Whenever I hear the phrase “bikini body”, whether on TV chat shows or in magazines and social media, I roll my eyes. It makes me so mad. Summer is meant for fun. It is not meant for tortuous preparation and negative self-talk.
More than 8.5 million people have cosmetic procedures in the US per year.
The added pressure to look good in the summer can be exhausting. Can’t wear sleeveless because of saggy or fat arms. Can’t go out because you’re too pale or too hairy or have too much cellulite.
A whopping 97% of women “Say thirteen negative body thoughts to themselves daily like ‘I hate my stomach’ or ‘I’m ugly’”.
I get angry because, for years, I was that person freaking out about myself. Always making sure to cover my arms, legs, back. I have been hiding my body due to my burn scars. I didn’t want to deal with the judgment or looks that I imagined people would give me when they saw the scars. The key words there being, “I imagined.”
Here’s the thing, when I am at home I don’t even think about the scars or care what I look like. I want to have that same kind of nonchalance at the beach or pool. Enough indifference about what I look like to actually be able to give attention to doing what I love.
97% believe society is less accepting of appearance considerations for women over 50 compared to their younger counterparts, especially when focused on the body.
I don’t want to feel bad about my appearance ever again. Not even once. Others have their own reasons for hiding or being ashamed of parts of their body, but for me, it has never felt good when I thought along those lines. Our bodies want to be free to move and play. Dance and make love, run and jump. If that is not enough of a reason to change the way we think, then I ask you this – Would Odysseus or Boudicca hide their battle wounds? Did Churchill stop leading because of his weight?
8 to 12-year-olds spend more than $40 million a month on beauty products.***
Does an overnight change of self-image and confidence seem a bit unrealistic? Absolutely. Fortunately, it does not have to be all or nothing. We can take small steps in re-establishing our relationship with our bodies. We can do that by noticing what happens when we judge ourselves or as we are going through the cosmetic procedures of becoming bikini body ready.

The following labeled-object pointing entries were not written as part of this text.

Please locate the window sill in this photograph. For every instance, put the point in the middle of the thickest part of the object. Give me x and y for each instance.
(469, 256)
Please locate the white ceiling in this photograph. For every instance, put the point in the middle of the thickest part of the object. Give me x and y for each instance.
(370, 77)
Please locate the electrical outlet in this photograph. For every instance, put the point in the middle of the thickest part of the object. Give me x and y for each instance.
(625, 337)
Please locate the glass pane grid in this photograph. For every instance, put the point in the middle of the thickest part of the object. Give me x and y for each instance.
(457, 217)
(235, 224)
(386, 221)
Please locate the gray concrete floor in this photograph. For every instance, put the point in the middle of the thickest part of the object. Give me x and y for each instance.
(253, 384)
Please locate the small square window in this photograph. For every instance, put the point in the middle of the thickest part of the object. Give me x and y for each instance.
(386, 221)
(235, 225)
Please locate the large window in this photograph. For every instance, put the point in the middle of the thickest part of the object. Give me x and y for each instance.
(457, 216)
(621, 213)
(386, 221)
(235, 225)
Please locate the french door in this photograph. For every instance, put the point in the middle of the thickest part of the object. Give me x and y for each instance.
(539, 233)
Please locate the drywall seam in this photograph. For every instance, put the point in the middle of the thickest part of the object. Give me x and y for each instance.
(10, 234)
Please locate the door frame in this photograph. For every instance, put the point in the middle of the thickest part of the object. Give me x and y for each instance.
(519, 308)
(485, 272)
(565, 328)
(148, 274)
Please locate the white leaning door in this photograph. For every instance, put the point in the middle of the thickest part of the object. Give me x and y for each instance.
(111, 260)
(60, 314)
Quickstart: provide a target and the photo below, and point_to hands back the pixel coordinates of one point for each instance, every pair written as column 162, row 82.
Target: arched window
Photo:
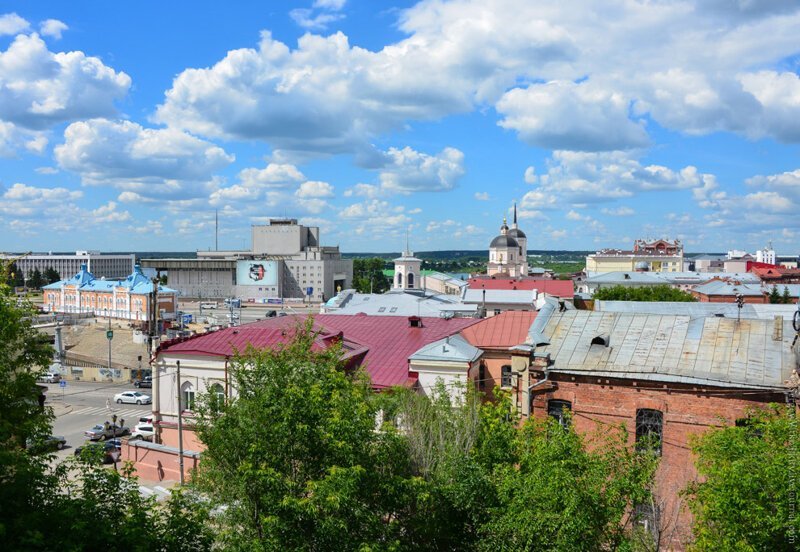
column 505, row 376
column 217, row 394
column 649, row 430
column 187, row 396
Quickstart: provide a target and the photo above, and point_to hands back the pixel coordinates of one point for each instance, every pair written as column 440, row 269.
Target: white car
column 132, row 397
column 143, row 432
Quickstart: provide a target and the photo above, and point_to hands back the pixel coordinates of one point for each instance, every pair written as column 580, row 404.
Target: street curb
column 61, row 409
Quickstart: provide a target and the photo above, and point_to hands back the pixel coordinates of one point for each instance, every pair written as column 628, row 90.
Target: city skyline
column 126, row 127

We can learn to see our self-hate. It begins the moment we start to plan exactly how we will navigate the beaches and poolside parties of the season and how we’re going to cover our cellulite riddled, scar bearing, fat loving bodies.

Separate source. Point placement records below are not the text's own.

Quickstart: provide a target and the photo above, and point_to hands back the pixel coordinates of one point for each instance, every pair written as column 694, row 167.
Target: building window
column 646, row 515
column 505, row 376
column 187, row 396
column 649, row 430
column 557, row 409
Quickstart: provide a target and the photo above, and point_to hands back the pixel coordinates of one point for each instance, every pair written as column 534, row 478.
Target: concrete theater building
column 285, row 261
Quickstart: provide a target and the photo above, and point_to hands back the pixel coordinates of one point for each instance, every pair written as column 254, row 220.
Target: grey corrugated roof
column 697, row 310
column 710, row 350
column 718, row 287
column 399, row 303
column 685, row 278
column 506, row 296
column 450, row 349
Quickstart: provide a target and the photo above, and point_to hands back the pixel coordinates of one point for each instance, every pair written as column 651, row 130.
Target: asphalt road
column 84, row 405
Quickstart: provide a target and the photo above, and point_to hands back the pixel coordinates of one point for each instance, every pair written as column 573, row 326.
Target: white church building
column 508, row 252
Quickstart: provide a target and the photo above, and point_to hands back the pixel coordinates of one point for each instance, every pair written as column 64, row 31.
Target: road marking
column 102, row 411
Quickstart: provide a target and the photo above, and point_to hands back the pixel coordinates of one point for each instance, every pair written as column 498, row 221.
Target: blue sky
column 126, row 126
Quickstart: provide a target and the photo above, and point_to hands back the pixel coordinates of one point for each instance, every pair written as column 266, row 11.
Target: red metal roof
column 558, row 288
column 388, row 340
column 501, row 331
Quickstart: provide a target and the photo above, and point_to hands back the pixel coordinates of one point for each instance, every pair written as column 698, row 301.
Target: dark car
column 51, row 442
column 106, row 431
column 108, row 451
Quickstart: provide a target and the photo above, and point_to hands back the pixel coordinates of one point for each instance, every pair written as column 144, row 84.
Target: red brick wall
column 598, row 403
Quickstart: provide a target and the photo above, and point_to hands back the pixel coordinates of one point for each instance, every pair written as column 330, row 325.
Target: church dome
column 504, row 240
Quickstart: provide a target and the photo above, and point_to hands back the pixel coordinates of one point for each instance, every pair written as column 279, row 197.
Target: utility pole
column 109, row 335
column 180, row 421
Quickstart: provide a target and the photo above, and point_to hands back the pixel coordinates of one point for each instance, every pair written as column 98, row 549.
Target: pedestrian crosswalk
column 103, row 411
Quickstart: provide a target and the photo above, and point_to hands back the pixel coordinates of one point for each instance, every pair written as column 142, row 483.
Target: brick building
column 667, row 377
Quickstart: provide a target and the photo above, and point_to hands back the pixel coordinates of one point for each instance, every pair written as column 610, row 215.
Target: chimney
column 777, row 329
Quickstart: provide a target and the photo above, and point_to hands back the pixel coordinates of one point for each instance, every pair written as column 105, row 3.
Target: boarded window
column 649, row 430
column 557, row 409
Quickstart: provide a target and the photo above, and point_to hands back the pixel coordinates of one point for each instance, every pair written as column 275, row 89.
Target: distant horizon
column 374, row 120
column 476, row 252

In the United States, 20 million women and 10 million men suffer from a clinically significant eating disorder at some time in their life, including anorexia nervosa, bulimia nervosa, or binge eating disorder.****
Once we see the problem, we can develop a better relationship with our bodies. For example- notice what happens when you say, “I hate my body because it is scarred or fat or short or whatever.” Do you squeeze? What happens with your breath. Are you comfortable?
Now that you see the effect of your thoughts on your body, try to express what you are really feeling, such as, I am afraid of being judged as fat or ugly. People will think I’m less than them because of the shape of my body. I get anxious when I am around people and pools.

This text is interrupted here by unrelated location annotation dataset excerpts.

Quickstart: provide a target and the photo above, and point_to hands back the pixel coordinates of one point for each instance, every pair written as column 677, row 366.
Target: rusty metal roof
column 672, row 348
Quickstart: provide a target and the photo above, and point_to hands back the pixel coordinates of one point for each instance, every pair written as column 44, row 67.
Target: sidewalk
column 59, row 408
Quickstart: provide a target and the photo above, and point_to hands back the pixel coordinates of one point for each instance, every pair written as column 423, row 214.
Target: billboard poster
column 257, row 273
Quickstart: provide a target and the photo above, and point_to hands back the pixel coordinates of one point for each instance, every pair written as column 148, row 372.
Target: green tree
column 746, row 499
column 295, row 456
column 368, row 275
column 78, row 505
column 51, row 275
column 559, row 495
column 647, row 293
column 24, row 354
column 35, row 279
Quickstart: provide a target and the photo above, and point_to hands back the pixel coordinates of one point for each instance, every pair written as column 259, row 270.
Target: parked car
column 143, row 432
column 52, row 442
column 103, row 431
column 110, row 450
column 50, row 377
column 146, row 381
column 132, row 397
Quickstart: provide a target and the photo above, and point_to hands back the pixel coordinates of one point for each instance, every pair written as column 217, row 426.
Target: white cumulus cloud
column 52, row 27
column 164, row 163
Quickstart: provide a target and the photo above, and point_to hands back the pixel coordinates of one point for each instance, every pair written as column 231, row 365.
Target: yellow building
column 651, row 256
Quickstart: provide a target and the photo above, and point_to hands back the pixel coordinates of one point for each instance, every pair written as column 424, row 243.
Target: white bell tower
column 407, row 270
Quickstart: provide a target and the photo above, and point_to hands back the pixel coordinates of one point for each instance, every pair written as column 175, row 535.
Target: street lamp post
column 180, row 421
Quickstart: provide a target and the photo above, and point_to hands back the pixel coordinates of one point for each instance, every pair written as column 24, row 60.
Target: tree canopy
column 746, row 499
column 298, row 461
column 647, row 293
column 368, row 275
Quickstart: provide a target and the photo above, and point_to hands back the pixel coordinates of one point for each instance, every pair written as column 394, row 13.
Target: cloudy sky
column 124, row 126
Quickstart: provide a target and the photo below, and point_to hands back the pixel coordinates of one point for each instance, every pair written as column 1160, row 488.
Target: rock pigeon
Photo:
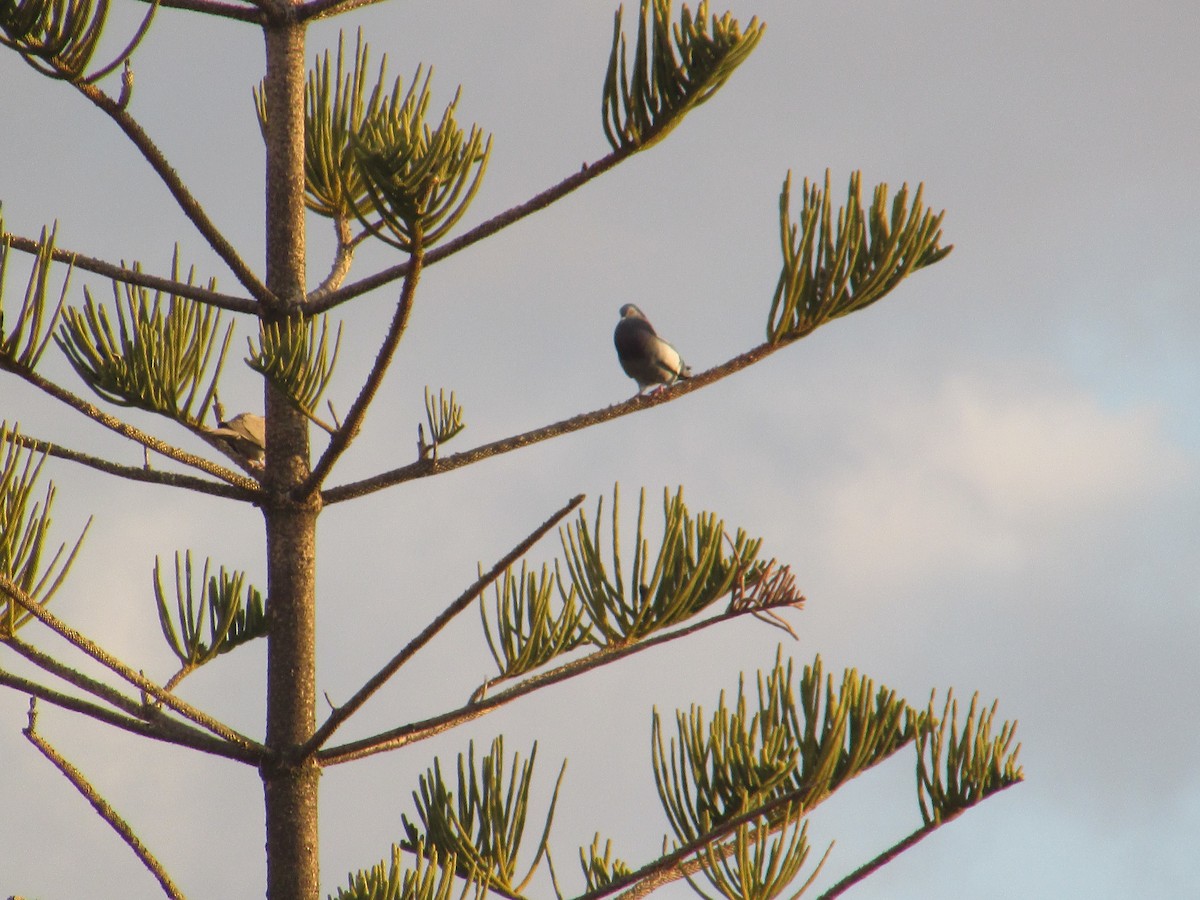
column 646, row 358
column 246, row 433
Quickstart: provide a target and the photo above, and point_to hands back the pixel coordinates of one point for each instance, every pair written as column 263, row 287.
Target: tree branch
column 414, row 732
column 136, row 678
column 165, row 730
column 132, row 276
column 171, row 479
column 425, row 468
column 102, row 808
column 323, row 304
column 187, row 203
column 353, row 421
column 137, row 435
column 352, row 706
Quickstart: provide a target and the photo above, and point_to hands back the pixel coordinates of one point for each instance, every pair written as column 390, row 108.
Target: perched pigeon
column 246, row 433
column 646, row 358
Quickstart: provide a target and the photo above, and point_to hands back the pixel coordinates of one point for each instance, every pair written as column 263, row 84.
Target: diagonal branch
column 427, row 467
column 136, row 678
column 135, row 473
column 352, row 706
column 132, row 276
column 485, row 229
column 436, row 725
column 353, row 421
column 187, row 203
column 132, row 433
column 101, row 805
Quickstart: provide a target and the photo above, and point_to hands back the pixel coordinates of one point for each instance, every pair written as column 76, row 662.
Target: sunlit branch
column 136, row 678
column 353, row 420
column 132, row 276
column 229, row 11
column 424, row 468
column 137, row 473
column 101, row 805
column 137, row 435
column 187, row 203
column 165, row 730
column 436, row 725
column 347, row 709
column 475, row 234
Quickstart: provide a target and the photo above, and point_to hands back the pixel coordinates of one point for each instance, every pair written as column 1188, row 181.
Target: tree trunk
column 289, row 785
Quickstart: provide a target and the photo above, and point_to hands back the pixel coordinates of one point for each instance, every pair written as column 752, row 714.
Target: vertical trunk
column 291, row 785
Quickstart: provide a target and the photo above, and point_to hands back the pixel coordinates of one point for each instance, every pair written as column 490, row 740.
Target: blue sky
column 988, row 481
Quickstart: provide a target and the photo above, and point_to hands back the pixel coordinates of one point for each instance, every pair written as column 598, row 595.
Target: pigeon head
column 646, row 358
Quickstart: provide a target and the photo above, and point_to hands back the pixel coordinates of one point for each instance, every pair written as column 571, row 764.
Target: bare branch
column 429, row 727
column 347, row 709
column 187, row 203
column 425, row 468
column 101, row 805
column 475, row 234
column 353, row 421
column 136, row 678
column 132, row 276
column 166, row 730
column 138, row 473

Again notice what happens when you voice what you are feeling to yourself. You may feel some relief or sadness or freedom. Perceive it in your body. Unentangle yourself from the thoughts by focusing only on your breath for a good few minutes. And then move on to the next step.
Think about how you want to feel. Do you enjoy the feel of cool water on your skin? Do you love to float or splash around or walk on a beach with a warm breeze caressing you? Think of a time when you felt free in your body. What were you doing? What were you focusing on? How did you move?
Allow these wonderful feelings to set the tone as you contemplate a visit to the beach or the pool. Think about the silky feeling of the water on your skin. Remember how great it feels to be in your body, the strength and the freedom to be uncovered as you want to be. Imagine yourself as the hero in your story and slay those illusory bikini body stories that keep you away from your joy.